Must nonregistered securities representatives follow the same rules as registered reps?
Yes, they must. Chatfield entered the securities industry in January 2016 when she became associated with FINRA-regulated broker-dealer Thrivent Investment Management Inc. (BD No. 18387) as a non-registered fingerprint individual.
In June 2016, she registered as a general securities representative (GSR) with Thrivent, and on August 9, 2017, the firm reported her voluntary termination in keeping with a Uniform Termination Notice for Securities Industry Registration (Form U5). In a June 4, 2018 Amended Form U5, Thrivent reported it had launched an internal review less than a month prior after it had received a customer complaint alleging certain insurance contracts and Firm accounts were unauthorized.
The fingers pointed to Chatfield, who is not currently associated with any FINRA-regulated broker-dealer, but still subject to FINRA’s jurisdiction. Of note, Chatfield does not have any disciplinary history with the Securities and Exchange Commission (SEC), any state securities regulators, FINRA, or any other self-regulatory organization.
What happened?
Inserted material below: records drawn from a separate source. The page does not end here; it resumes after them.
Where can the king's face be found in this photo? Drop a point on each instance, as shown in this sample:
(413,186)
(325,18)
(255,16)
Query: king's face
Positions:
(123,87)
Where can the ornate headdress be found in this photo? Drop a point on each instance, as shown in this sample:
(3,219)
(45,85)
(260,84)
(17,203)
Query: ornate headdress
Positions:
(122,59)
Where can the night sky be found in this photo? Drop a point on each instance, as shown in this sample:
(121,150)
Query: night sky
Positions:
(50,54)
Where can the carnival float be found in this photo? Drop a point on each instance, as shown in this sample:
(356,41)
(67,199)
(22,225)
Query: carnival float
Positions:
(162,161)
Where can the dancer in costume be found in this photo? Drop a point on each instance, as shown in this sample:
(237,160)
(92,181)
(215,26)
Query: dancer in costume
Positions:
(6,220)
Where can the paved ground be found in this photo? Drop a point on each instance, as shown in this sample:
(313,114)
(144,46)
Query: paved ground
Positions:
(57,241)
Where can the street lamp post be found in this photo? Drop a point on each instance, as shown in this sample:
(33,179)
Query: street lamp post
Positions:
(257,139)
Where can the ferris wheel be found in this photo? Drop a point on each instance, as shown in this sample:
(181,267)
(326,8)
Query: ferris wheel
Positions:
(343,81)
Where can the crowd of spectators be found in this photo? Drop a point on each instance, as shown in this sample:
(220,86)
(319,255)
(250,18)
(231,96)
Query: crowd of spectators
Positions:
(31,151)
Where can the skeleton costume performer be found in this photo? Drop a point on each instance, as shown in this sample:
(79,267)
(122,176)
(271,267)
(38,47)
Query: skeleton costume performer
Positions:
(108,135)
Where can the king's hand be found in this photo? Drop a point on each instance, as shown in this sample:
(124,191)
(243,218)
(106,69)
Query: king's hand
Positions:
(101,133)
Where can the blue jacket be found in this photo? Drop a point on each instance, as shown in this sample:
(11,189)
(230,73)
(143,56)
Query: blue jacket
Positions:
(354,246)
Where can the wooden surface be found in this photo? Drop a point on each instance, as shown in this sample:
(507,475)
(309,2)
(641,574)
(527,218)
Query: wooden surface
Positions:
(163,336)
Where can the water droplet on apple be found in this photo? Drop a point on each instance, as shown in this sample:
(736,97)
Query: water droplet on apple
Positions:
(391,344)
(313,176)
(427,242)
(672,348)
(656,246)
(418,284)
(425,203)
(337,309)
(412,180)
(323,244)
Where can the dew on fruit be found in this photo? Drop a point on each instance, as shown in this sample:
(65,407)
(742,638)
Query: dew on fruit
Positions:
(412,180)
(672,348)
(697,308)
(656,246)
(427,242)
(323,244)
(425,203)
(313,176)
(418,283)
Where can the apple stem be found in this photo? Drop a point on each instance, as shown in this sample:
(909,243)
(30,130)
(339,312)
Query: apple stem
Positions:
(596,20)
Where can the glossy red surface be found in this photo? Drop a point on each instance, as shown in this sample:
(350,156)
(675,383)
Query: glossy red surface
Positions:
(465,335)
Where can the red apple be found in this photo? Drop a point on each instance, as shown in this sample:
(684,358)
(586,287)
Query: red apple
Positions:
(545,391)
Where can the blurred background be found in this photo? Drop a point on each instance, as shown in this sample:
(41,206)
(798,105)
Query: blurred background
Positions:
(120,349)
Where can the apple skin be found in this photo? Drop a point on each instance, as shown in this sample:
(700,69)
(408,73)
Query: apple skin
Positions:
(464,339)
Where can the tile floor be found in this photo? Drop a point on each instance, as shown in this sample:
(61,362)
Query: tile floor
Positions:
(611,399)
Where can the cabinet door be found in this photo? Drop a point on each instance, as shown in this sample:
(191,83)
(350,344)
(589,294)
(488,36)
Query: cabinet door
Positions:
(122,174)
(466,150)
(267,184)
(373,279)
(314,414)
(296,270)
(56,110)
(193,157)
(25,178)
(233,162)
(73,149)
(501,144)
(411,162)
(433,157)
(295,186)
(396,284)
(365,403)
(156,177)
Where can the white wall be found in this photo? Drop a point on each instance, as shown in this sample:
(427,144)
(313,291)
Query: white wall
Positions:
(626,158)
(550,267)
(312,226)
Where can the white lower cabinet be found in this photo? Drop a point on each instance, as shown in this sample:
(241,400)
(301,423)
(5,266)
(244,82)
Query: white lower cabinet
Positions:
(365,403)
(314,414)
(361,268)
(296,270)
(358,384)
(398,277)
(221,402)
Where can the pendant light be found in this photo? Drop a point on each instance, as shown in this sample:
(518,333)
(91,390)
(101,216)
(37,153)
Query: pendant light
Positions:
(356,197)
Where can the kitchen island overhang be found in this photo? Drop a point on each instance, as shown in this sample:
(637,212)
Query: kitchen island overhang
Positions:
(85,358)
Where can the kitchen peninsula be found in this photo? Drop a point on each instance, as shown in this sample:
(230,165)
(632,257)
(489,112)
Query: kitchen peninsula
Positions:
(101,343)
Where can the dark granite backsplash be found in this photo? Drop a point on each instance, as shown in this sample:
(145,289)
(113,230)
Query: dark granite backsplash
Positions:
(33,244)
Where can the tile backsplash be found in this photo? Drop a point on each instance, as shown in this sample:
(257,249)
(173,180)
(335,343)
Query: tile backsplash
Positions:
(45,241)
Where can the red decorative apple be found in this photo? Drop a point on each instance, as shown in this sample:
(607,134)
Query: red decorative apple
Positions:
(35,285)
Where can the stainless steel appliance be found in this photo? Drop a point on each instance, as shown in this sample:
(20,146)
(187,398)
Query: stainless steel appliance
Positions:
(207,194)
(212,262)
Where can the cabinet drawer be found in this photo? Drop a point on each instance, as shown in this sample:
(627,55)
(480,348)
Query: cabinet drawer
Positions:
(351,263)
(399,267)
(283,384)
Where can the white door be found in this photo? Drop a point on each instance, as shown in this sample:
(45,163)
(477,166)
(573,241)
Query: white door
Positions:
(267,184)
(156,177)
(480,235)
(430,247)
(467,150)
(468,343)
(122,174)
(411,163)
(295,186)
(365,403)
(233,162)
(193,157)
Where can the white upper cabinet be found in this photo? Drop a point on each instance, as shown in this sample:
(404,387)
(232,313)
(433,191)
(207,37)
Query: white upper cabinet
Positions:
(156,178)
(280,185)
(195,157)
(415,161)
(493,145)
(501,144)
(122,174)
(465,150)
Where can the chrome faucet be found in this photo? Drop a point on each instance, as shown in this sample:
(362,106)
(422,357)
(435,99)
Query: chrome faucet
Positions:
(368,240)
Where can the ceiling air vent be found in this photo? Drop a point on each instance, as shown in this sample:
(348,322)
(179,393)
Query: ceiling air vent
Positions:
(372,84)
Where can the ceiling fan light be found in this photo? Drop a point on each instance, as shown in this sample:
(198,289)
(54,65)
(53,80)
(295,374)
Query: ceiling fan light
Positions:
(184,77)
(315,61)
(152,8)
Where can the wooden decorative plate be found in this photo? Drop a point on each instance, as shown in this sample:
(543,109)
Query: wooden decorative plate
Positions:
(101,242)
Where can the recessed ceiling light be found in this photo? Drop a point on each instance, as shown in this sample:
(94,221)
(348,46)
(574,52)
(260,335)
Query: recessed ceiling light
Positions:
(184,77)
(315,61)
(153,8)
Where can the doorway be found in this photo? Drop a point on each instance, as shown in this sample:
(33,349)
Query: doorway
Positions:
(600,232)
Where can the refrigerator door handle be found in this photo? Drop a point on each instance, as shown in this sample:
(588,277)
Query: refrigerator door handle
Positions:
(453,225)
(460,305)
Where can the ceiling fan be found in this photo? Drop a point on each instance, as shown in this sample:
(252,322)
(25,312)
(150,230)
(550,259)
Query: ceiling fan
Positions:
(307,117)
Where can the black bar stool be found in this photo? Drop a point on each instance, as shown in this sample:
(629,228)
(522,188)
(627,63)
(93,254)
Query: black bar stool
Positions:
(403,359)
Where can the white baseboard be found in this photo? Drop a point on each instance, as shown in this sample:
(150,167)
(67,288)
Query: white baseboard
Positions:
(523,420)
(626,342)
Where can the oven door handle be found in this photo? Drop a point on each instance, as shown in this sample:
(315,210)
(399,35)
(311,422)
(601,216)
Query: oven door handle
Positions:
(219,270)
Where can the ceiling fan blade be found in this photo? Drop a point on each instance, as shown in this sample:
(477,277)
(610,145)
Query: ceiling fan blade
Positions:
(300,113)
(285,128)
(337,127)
Undisclosed OBAs happened.
From January 2016 through July 2017, Chatfield provided accounting and bookkeeping services and acted as an office manager and trustee for three, non-Thrivent businesses, without providing prior written notice to Thrivent. By not informing her employer, she violated FINRA Rules 3270 and 2010, which rule that “no registered person may be an employee, independent contractor, sole proprietor, officer, director or partner of another person, or be compensated, or have the reasonable expectation of compensation, from any other person as a result of any business activity outside the scope of the relationship with his or her member firm, unless he or she has provided prior written notice to the member, in such form as specified by the member.”
What happened to Thrivent’s WSPs?
They were there, but not observed.
Thrivent’s written supervisory procedures required its registered representatives (RRs) to submit a written request and receive company approval before engaging in any outside business activity. Thrivent’s WSPs defined outside activities as, among other things, positions that required the RRs to make financial or business decisions or direct another party to make such decisions.
Chatfield participated in three undisclosed outside business activities for which she received compensation. As the principal and owner of AA, a limited liability company she established in December 2008, Chatfield provided bookkeeping and accounting services to small businesses and individuals. As the office manager for DCH, a veterinary practice and animal hospital, Chatfield provided bookkeeping, accounting, real estate management, and/or personal management services to the hospital, its owner SH, and related entities. Chatfield also served as a director and treasurer for DCH. Finally, as trustee for SH’s estate, Chatfield facilitated the completion of the estate documents, including a will and trust document, for which she received trustee fees.
Although she was actively engaged in these outside business activities when she joined Thrivent as a GSR and knew she was required to disclose any outside activity, Chatfield did not, nor did she otherwise seek approval until March 2017, when she filed a request for approval of her service as DCH’s office manager.
However, even when she sought approval to work as DCH’s office manager, Chatfield did not disclose her other positions with DCH, her appointment as trustee, or the accounting and booking services she provided through AA. Hence the FINRA violations.
And, where was compliance?
In the dark. If employees, or RIAs, or GSRs do not disclose their outside business activities, what can compliance professionals do? Perhaps more due diligence and background checks. The lack of transparency cost Chatfield a three-month suspension from association with any FINRA member firm in any capacity and a $5,000 fine. Moreover, the FINRA Letter of Acceptance, Waiver, and Consent she signs will be included in her record.